Desktop Darwin’s surprise discovery

The Age, 12th February 2008

One day late last year, Chris Simpson was looking at the waters off the coast of Western Australia on Google Earth when he made an unusual discovery.

Just west of the Kimberleys, a remote area in northern Western Australia, there was an extensive formation of fringing coral reefs – a sight rarely seen anywhere in the world.

“I feel like bloody Charles Darwin up here discovering these new reefs!” Dr Simpson told his boss.

It was a significant find for the coral reef specialist at West Australia’s Department of Environment and Conservation. Most coral reefs occur as isolated reefs and atolls, such as the Great Barrier Reef off the coast of Queensland.

But fringing coral reefs are much rarer. As freshwater kills corals, such reefs can only occur if they are off the coast of an arid location, such as a desert, where no rivers flow out into the waters.

So it was only in locations such as the Red Sea, in south-west Madagascar and at Ningaloo Marine Park off Western Australia where extensive formations were found.

And while the Kimberleys were always a candidate for marine park status, their inaccessibility, turbid waters, massive tides and the presence of crocodiles have deterred would-be explorers from finding out the extent of the reefs.

So when Dr Simpson was exploring the Kimberleys through Google Earth, a practice he has incorporated into his job, he did not expect to spot such a major formation.

“I’m a great traveller and I am always looking at Google Earth and it’s fantastic at looking at all the reefs,” he says.

“Google Earth has high resolution photos over Western Australia and … it’s very, very useful as a scientific tool to look at the regional context of reefs – that’s what I have been doing in the Kimberleys.

“There are enough high resolution photos and they were taken at a time when the tide was low or the water was clear and there was no cloud to be able to see enough of the coral reefs to put together a good idea of just what’s going on out there.”

To the untrained eye, spotting coral reefs in the aerial and satellite imagery made available on the online program might be a hard task. But long before Google Earth launched in 2005, Dr Simpson was already learning to identify coral reefs through imagery from Landsat satellites and aerial photos.

Using imagery from different years – “the first one might be 1984, the second one might be 1996” – Dr Simpson and his department would piece together images of an area, like a jigsaw puzzle, to create a new map.

But with Google Earth, the stitching together of images is already done and available with a few clicks of the mouse.

And Dr Simpson’s find could not have come at a better time.
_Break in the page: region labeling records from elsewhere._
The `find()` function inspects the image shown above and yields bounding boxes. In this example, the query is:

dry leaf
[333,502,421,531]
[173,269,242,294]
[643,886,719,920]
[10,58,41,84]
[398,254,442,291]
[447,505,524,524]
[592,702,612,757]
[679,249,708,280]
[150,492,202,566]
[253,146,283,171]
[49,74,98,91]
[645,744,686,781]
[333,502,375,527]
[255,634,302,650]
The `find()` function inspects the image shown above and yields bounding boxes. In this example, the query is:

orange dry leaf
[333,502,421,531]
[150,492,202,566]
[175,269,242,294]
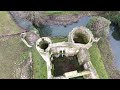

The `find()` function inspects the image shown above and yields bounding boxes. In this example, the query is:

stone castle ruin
[36,26,99,79]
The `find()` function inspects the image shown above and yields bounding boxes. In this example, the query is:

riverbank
[10,11,104,26]
[0,11,32,79]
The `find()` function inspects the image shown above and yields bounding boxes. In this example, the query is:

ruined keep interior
[52,55,84,77]
[39,39,49,50]
[73,30,90,44]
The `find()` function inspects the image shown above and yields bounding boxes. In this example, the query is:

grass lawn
[0,36,29,79]
[32,47,47,79]
[46,11,80,15]
[89,43,108,79]
[0,11,29,79]
[0,11,20,35]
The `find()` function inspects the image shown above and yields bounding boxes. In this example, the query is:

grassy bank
[89,43,108,79]
[98,37,120,79]
[0,36,29,78]
[32,47,47,79]
[45,11,80,15]
[0,11,29,79]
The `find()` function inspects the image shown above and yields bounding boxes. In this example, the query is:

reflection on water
[109,26,120,70]
[12,13,34,30]
[36,16,90,37]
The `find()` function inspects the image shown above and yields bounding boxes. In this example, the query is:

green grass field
[32,47,47,79]
[0,11,29,79]
[89,43,108,79]
[45,11,80,15]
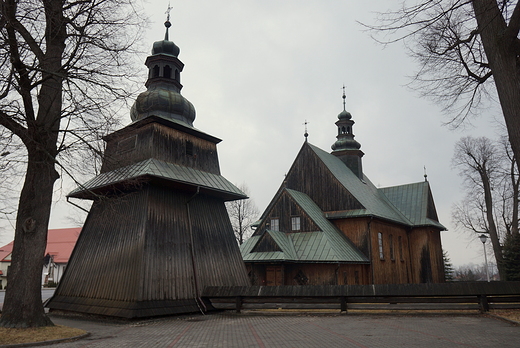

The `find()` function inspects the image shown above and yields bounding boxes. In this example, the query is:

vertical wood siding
[101,123,220,174]
[49,185,249,316]
[285,146,363,211]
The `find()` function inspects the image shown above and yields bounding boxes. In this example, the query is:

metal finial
[164,3,173,41]
[342,85,347,111]
[303,120,309,142]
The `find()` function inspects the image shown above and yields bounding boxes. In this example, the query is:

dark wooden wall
[285,144,363,211]
[255,191,320,235]
[49,185,249,317]
[101,123,220,174]
[409,227,445,283]
[247,263,370,286]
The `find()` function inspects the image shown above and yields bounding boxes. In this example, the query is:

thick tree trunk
[0,150,58,327]
[473,0,520,193]
[0,0,67,328]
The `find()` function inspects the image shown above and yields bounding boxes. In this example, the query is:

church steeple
[331,86,364,179]
[130,7,195,127]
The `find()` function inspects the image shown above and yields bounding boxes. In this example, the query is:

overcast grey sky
[6,0,501,265]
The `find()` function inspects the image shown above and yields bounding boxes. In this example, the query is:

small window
[152,65,159,77]
[270,218,280,231]
[388,235,395,261]
[164,65,172,79]
[291,216,300,231]
[186,140,193,156]
[117,135,137,153]
[397,236,404,261]
[377,232,385,260]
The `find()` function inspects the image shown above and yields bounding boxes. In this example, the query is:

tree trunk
[473,0,520,190]
[0,149,58,328]
[480,169,506,280]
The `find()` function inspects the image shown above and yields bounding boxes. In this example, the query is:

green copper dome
[130,83,195,126]
[338,110,352,120]
[130,21,195,127]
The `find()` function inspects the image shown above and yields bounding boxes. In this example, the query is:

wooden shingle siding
[101,123,220,174]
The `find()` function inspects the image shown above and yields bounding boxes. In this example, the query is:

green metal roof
[68,158,247,199]
[379,181,446,230]
[240,189,368,263]
[308,144,412,225]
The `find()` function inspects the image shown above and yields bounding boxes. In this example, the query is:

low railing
[202,282,520,312]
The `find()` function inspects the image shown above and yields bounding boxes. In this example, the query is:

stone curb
[485,313,520,326]
[0,332,90,348]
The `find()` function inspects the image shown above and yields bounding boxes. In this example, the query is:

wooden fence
[202,282,520,313]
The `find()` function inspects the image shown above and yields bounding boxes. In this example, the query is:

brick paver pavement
[51,313,520,348]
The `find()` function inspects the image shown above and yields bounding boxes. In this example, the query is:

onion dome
[331,86,361,152]
[130,20,195,127]
[338,109,352,120]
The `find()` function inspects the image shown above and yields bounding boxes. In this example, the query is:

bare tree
[452,137,520,279]
[370,0,520,177]
[226,184,259,245]
[0,0,142,327]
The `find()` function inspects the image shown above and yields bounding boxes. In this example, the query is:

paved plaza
[45,312,520,348]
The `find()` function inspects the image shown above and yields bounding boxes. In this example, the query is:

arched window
[152,65,159,77]
[377,232,385,260]
[388,235,395,261]
[164,65,172,79]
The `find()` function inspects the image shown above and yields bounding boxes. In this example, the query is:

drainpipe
[186,186,207,314]
[368,216,375,285]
Last week, federal Environment Minister Peter Garrett announced an agreement with the West Australian Government to subject the entire Kimberley region to an environment assessment, as a major push for oil and gas developments in that region gathers pace.

Like Dr Simpson, other desktop explorers around the world have also tapped into Google Earth’s accessibility though some for more unusual reasons.
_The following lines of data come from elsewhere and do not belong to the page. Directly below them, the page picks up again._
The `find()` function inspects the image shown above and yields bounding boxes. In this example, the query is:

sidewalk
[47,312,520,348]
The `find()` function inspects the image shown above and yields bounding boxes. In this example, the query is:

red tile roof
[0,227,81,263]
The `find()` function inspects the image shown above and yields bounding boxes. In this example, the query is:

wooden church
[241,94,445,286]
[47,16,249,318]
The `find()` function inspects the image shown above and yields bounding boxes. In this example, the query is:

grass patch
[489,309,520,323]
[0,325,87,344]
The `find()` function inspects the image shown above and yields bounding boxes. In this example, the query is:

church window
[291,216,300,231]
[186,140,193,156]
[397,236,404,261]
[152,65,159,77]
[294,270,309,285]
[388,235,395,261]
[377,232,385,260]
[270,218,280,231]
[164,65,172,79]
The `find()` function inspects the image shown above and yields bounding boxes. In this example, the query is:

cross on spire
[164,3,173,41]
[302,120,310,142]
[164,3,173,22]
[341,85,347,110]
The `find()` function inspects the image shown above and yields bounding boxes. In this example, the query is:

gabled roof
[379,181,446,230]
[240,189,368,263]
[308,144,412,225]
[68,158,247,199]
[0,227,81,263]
Last year, it was used in the unsuccessful search for missing US adventurer Steve Fossett, while top-secret Chinese submarines were spotted in north-eastern China by a nuclear weapons analyst. Four men accused of planning to blow up John F. Kennedy International Airport in New York were also said to have used Google Earth to obtain more detailed images of the airport.

The discovery reminds Dr Simpson of why he did his PhD all those years ago.

“We’re all just commenting that we feel like we are on the Beagle on the voyage of discovery.

“Incredible, just fantastic that there’s still parts of the world that’s like that.”